FIGURE 4. Kinetics of heme b_H following flash excitation of chromatophores from wild type and selected Asn-221 mutant strains.

Chromatophores were suspended in 4 ml of a medium containing 100 mM KCl, 50 mM MOPS buffer, pH 7.0, in an anaerobic cuvette poised at E_h of 120 ± 10 mV, with mediators as follows: 1,4-p-benzoquinone, 1,2-naphthoquinone 4-sulfonate, 1,2-naphthoquinone, and 1,4-naphthoquinone at 10 μM; N,N,N′,N′-tetramethyl-p-phenylenediamine, N-methyl phenazonium methosulfate, N-ethyl phenazonium methosulfate, pyocyanine, and 2,3,5,6-tetremethyl-p-phenylenediamine at 1 μM; Fe-EDTA at 100 μM. The redox poise was controlled by small additions of dithionite or ferricyanide.

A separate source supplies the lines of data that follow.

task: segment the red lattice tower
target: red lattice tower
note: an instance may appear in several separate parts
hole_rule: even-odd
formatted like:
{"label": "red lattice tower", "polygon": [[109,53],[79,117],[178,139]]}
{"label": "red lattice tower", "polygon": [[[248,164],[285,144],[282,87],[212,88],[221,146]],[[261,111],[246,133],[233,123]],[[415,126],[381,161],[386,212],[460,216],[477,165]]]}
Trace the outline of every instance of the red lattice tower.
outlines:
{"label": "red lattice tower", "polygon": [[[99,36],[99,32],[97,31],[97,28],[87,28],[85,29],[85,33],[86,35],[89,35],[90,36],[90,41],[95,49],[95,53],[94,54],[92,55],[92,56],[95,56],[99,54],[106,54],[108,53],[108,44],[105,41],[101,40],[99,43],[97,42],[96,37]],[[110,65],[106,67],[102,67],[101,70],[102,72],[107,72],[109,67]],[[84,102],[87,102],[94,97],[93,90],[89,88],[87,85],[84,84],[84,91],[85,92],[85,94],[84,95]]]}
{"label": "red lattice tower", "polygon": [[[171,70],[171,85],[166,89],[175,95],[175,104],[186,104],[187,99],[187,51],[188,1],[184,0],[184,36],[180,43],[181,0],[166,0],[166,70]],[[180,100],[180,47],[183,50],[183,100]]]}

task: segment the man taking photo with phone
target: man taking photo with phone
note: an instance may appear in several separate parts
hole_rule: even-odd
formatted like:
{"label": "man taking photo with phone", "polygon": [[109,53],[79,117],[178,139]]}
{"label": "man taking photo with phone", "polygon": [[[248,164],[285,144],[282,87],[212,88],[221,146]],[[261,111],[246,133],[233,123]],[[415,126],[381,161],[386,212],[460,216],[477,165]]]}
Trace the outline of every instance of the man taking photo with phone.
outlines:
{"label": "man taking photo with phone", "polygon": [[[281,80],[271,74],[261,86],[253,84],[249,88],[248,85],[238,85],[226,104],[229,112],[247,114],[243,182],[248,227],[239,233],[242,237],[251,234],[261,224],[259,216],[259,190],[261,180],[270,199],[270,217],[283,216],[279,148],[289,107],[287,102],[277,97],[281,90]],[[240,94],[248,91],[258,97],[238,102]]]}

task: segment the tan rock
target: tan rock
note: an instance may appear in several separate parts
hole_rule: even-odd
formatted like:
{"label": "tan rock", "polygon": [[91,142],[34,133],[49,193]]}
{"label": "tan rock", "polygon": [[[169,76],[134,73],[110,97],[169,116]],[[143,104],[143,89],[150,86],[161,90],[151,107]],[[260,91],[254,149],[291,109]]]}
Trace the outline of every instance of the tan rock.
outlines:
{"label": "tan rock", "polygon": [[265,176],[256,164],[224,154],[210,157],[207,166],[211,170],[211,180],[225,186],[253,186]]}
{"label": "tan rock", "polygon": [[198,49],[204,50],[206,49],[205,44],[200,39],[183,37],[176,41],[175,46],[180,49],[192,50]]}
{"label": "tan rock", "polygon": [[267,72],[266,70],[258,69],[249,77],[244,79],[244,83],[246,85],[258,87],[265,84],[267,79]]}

Nigericin and valinomycin were included at 10 μM to minimize electrochromic changes. The kinetics of reduction and oxidation of heme b_H were measured from absorbance changes following flash excitation, as the difference kinetics at 561–569 nm. Concentrations of heme b_H were calculated using an extinction coefficient of 20 mM⁻¹ cm⁻¹. Rates were normalized to [bc₁ complex] using the amplitude of heme b_H reduction in the presence of antimycin at 50 ms. Where indicated, antimycin A was added at 10 μM (red traces). The traces in the absence of inhibitor (black) represent the convolution of reduction and oxidation phases. The re-oxidation (blue traces) could be visualized by subtraction of the black trace from the red trace for each pair. Traces shown are an average from four measurements. Times indicated are with reference to a 5-μs xenon flash (cut-off filter to allow transmission of λ > 860 nm), given at zero time. A complementary filter screened the photodiode detector from the flash.